The empirical evidence discussed above supports the authors’ argument that indeed there is potential for private sectors’ participation in GVCs to contribute to the structural power even in the FCAS context. Moreover, it aids the FCAS areas’ linkage to the global arena—thereby addressing the isolation narrative in FCAS. However, there is an important caveat that parallel strengthening of institutions and state-building (Asian Development Bank 2014, 2) in FCAS areas are needed for long-term support to the contributory power of SMEs linked to GVC.
Conclusion and Implications
This article veers away from the usual myopic domestic discussion of national laws and policies in the context of FCAS but rather focuses on the contributory power of private sector’s participation to GVC in linking to the international political economy arena. The authors argue that GVC participation of small and medium enterprises (SMEs) not only contributes to the structural power in the international political economy arena, but that it plays a crucial role in bridging the “isolation narrative” in subnational fragile and conflict-affected situations.
The conclusions drawn do not in any way suggest to discount the important work of state-building and strengthening institutions. In fact, we highlight the findings that financial institutions and business organizations are significant institutional enablers for Mindanao SMEs to link to GVC. Moreover, making business renewal more efficient for SMEs is imperative given that Mindanao SMEs are prone to be in cities and municipalities with less efficient business renewal processes.

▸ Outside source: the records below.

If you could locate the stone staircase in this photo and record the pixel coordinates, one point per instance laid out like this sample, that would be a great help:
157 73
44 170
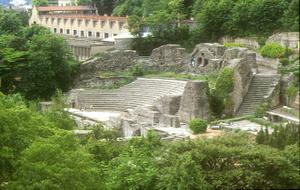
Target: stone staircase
138 93
260 86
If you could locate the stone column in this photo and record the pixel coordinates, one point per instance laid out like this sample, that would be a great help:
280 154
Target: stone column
194 102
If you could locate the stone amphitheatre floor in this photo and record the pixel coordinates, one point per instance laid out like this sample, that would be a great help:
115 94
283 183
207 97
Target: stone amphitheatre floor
96 116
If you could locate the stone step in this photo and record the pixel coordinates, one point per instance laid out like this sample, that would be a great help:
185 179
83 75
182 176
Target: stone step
259 87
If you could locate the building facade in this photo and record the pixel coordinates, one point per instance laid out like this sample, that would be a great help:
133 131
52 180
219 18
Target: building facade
80 21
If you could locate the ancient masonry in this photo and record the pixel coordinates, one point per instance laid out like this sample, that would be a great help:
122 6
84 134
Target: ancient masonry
154 103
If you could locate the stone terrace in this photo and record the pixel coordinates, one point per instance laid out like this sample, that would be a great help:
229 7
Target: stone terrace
138 93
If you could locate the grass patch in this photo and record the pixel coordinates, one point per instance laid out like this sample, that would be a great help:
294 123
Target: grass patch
262 121
233 45
246 117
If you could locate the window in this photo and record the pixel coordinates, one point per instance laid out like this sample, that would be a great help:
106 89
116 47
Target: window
102 24
111 24
121 24
86 22
95 23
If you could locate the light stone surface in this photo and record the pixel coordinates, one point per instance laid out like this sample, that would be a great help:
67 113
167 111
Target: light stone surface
168 104
194 101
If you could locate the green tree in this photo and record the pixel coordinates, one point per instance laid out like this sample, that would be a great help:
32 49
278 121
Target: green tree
10 23
58 162
50 66
84 2
19 127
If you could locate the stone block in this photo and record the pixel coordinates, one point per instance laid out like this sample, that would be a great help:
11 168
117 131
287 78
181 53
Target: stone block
170 121
168 104
194 102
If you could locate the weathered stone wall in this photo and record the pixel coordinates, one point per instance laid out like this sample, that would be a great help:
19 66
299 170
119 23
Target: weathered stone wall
240 53
285 82
194 101
108 61
267 62
250 43
291 39
170 57
98 82
242 80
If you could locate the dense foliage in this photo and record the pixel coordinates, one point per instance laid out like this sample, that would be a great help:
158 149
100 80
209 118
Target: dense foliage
274 50
280 137
36 153
33 61
214 19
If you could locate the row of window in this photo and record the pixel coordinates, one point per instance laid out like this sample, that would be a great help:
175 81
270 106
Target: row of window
79 22
82 33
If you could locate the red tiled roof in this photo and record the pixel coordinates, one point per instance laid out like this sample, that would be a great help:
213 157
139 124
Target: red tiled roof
65 8
91 17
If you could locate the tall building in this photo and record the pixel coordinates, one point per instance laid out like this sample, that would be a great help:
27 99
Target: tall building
82 21
4 3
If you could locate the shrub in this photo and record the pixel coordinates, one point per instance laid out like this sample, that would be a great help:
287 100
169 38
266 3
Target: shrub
137 71
233 45
261 110
284 61
274 50
198 126
225 83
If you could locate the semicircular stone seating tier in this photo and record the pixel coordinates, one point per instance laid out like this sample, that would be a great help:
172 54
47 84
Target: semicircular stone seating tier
141 92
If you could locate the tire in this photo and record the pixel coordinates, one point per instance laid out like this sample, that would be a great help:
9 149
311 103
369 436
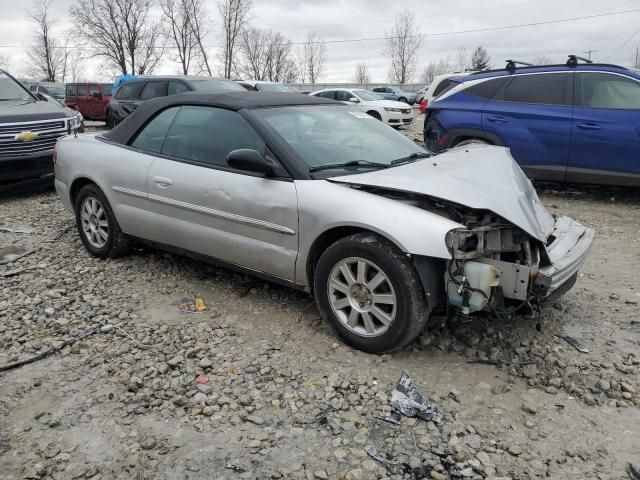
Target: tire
375 115
471 141
343 302
97 225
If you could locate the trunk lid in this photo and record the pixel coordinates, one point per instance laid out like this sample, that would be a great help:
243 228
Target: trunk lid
479 177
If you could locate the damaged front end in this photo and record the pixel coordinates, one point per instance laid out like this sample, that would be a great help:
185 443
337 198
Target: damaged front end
497 267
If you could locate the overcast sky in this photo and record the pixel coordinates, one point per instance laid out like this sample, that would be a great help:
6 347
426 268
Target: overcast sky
357 19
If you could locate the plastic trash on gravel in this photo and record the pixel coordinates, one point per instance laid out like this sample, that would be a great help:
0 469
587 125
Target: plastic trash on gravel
407 400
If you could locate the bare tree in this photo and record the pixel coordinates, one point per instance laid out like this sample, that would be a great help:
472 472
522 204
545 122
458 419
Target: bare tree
46 55
403 42
198 19
542 60
362 74
314 56
462 59
123 32
177 26
480 60
266 55
433 69
183 21
234 13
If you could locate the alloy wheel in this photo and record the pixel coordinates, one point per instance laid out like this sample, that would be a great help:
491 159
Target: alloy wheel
362 296
94 222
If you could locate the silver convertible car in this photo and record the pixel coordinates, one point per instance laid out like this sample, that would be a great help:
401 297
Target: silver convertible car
313 194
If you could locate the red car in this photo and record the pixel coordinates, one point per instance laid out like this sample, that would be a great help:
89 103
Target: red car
90 99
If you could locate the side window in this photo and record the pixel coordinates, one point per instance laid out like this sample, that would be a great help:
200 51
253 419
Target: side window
207 135
441 87
153 134
343 95
486 89
153 90
603 90
546 88
125 92
177 87
328 94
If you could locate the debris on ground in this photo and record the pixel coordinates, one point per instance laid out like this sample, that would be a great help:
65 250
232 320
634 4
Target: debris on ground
574 343
373 453
408 401
192 305
633 472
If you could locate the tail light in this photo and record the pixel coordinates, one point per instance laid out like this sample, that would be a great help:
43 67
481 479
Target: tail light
423 105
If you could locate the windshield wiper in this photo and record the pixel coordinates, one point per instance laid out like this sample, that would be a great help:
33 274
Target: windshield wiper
410 158
352 163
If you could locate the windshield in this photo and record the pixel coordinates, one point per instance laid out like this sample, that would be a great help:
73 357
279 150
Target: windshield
274 87
321 135
366 95
216 86
11 90
55 91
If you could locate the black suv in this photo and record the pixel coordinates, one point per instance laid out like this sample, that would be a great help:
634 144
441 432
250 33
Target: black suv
135 91
29 129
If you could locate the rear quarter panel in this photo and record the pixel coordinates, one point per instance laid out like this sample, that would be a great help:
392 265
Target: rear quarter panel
107 165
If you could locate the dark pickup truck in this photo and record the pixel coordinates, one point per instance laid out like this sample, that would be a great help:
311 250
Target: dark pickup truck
29 129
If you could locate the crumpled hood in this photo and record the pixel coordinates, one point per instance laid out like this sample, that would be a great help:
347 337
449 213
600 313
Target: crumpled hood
478 176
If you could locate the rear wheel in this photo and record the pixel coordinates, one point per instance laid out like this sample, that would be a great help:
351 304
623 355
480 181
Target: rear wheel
97 225
369 292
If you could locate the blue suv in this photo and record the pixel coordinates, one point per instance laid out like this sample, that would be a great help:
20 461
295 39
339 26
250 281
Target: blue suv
577 123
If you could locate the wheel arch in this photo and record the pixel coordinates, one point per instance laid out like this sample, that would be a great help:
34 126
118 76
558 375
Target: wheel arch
77 185
328 238
458 135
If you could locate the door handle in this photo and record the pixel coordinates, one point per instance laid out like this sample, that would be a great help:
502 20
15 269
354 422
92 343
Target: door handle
496 119
588 126
162 181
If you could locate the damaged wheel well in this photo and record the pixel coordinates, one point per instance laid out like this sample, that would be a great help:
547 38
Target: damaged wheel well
76 186
324 241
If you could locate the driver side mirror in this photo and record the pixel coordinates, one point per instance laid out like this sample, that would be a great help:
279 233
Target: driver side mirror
249 160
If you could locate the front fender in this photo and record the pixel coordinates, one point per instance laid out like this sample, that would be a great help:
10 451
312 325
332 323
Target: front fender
325 205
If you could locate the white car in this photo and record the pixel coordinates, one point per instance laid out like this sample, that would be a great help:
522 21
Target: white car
390 112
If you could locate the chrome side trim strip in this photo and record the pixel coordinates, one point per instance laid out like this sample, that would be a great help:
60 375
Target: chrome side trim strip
208 211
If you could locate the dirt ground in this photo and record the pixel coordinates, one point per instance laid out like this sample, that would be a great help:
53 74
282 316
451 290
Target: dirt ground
282 397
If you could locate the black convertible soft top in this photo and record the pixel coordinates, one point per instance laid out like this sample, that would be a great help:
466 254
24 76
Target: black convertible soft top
231 101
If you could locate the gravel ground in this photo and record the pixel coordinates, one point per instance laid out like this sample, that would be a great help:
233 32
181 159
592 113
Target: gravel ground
256 387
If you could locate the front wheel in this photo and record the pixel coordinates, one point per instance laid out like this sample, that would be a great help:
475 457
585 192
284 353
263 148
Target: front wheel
369 292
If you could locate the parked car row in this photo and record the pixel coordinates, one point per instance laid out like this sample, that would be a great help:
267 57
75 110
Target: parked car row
576 122
29 129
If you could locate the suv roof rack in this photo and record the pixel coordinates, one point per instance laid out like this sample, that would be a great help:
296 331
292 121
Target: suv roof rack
573 60
511 64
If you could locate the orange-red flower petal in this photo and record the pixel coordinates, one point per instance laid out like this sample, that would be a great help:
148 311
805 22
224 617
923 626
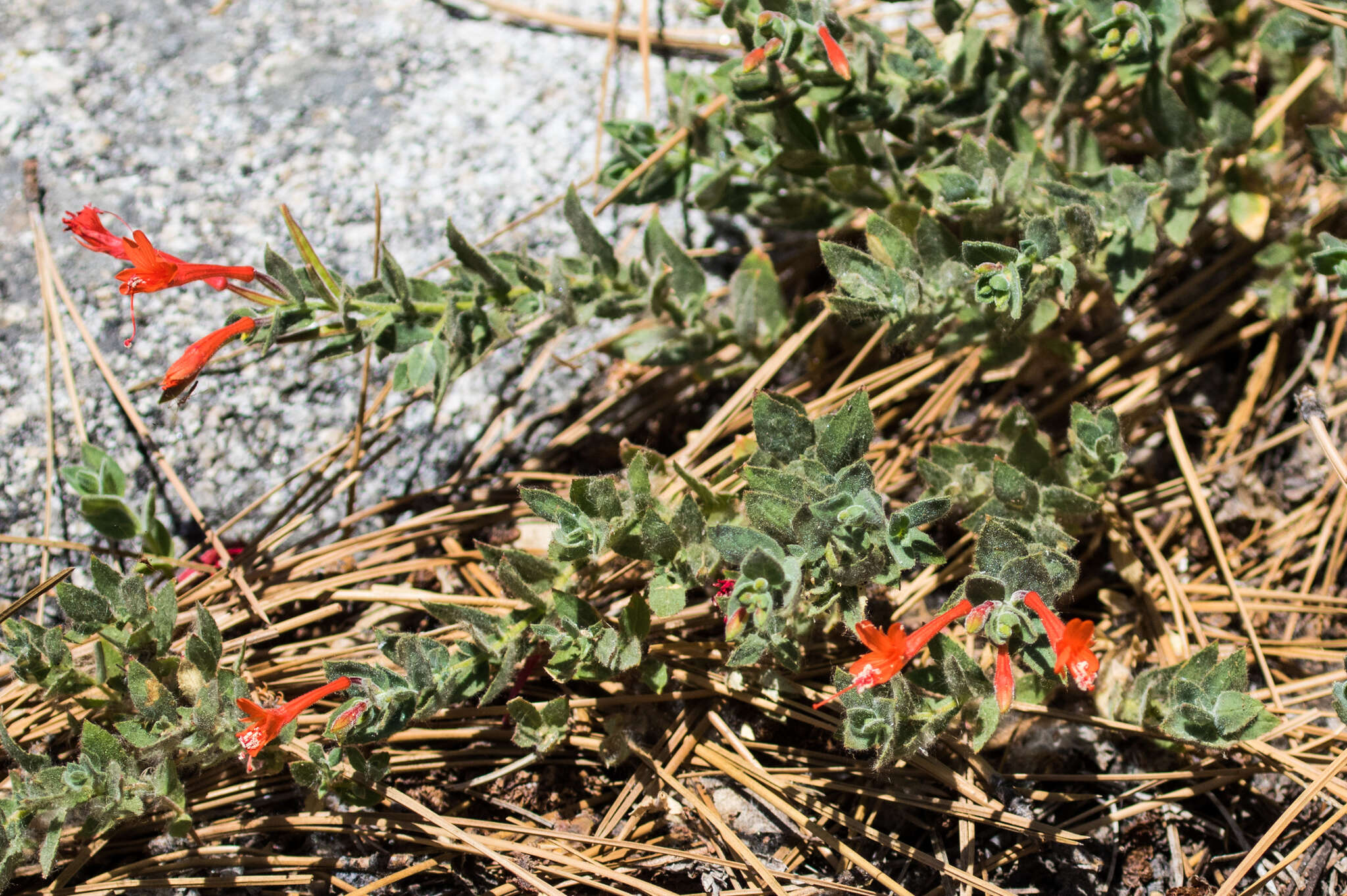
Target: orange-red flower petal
837 59
267 723
184 370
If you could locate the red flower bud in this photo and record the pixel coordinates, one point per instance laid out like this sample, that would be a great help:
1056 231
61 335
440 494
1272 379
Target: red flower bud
1004 678
1070 641
835 57
185 370
735 625
348 717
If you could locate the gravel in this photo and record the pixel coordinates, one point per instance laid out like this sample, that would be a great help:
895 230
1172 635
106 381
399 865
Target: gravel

This article hopes to shed light on two important implications. On the policy implication, this article finds that SMEs in FCAS areas are able to successfully link to GVC despite situations of fragility and armed-conflict affectedness with entrepreneurs having strong growth mindset and business networks. Therefore, we recommend that government policy explore incentivising SME attendance to mentorship training and business network matching. We propose that this should be with a clear goal of improving their participation in GVCs. On the theoretical implications, we suggest a future research agenda of studying fragile and conflict-affected situations in international relations and related studies, as a conscious and deliberate effort of the community of scholars to look into the contributory power of the private sector specifically in bridging the isolation narrative in the fragile and conflict-affected situations context.
The authors are grateful to the DTI Competitiveness Bureau and Philippine Statistical Authority for the 2015 data on CMCI and ASPBI, respectively. We thank DTI in the provinces of Davao and Cotabato for arranging the interviews with SME entrepreneurs. Thank you to the entrepreneurs who shared their stories.